Marley Coffee now in one-third of US grocery stores — Rohan Marley
Rohan Marley, chairman of Jammin Java Corp which trades as Marley Coffee, said in a newsletter to shareholders issued last week that the company’s coffee is now in one-third of US chain stores. The company is also eyeing the college market for distribution to faculty and students, and the addition of new markets overseas.
In a summary on anticipated results for the fiscal year ended January 31, 2016, Marley said gross profits for the year were expected to come in at US$3.1 million — a 60 per cent increase from the previous year.
“We anticipate gross revenues of approximately US$12.3 million for the fiscal year ended January 31, 2016, an increase of 29 per cent compared to the prior year,” the chairman added, stating that more details will be present in the company’s upcoming 10K filing.

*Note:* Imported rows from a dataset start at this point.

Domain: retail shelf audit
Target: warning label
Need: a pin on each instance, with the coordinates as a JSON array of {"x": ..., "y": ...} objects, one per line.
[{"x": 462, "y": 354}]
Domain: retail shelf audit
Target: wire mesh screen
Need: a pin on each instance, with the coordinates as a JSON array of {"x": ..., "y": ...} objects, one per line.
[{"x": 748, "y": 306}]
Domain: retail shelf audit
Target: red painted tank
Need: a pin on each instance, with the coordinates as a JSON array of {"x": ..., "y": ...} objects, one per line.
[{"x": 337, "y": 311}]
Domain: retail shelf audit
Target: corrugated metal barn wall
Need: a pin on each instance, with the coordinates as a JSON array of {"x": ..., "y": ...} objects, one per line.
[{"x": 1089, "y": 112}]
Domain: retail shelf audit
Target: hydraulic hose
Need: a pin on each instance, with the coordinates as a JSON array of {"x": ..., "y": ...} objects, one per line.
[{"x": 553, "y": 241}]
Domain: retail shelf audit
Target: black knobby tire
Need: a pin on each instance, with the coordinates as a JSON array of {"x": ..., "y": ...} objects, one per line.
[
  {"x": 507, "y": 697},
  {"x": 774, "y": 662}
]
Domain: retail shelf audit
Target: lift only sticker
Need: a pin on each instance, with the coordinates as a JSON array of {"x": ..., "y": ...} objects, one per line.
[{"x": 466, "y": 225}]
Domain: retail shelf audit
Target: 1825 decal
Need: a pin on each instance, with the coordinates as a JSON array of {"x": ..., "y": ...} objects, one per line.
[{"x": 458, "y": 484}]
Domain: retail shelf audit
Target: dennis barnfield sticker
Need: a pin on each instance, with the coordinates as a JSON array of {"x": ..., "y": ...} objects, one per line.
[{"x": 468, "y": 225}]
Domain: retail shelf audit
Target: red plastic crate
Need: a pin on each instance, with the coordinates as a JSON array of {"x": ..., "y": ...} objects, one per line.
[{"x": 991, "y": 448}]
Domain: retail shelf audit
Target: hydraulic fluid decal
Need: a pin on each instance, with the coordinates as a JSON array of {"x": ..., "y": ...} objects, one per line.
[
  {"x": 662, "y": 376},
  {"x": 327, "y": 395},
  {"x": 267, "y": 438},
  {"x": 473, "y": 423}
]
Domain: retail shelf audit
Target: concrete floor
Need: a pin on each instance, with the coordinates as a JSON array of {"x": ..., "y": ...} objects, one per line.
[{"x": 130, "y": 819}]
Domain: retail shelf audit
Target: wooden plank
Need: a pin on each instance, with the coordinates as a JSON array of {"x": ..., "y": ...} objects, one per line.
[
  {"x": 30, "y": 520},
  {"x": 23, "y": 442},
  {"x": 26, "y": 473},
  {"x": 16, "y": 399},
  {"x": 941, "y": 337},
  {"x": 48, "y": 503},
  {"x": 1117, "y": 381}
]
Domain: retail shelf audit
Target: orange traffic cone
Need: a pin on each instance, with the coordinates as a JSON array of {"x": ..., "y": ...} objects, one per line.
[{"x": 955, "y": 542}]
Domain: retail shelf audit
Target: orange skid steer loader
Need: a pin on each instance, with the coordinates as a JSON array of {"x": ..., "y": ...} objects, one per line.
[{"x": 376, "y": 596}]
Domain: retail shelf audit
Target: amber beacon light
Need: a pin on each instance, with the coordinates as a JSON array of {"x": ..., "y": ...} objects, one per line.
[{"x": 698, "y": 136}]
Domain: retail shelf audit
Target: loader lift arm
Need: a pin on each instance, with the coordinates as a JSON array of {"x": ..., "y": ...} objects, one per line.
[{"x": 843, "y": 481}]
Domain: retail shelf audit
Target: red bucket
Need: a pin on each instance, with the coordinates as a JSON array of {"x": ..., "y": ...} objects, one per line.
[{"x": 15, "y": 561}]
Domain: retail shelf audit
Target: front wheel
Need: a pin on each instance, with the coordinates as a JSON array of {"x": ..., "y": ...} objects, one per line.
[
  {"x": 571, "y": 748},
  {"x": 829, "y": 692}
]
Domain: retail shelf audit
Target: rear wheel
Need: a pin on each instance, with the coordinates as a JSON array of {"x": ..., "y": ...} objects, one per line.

Marley Coffee, based in the US, produces and trades what it describes as premium, artisan-roasted coffee under its exclusive licensing agreement with Fifty-Six Hope Road Music Ltd.
The chairman said the latest syndicated data indicates product presence in 35 per cent of US grocery outlets which represents around 11,000 stores for the fiscal year.
“Our objective in the upcoming year is to look for quality accounts and build our turn rate deeper into the accounts we’re in,” Marley said, also noting that new chain additions included Sprouts, Meijers, Price Copper, Wakefern, and Acme.
The company is also expecting to add New Divisions of Safeway and Whole Foods Market, Redner’s Markets, and an expansion of stores at Target.
According to Marley, the University of Notre Dame is now offering Marley Coffee through their office refreshment service, making Marley Coffee available to both faculty and students.
The company chairman said international accounts were led by Canada, Chile and South Korea, noting that Jammin’s European partners are looking to launch a biodegradable and recyclable capsule that would be compatible with Nespresso machines.
“We stay committed to improving our margins through scale, getting into more direct distribution accounts and improvements in our supply chain,” Marley said.
He noted that the company has engaged in conversations with various investors to help put a new round of financing into the company to pay off existing convertible debt notes and was in talks with several banks about getting an asset-based loan backed by the company’s accounts receivable. He added the caveat that securing new financing was not a certainty.
In 2015, the company issued common shares to creditors and distributors in lieu of payment.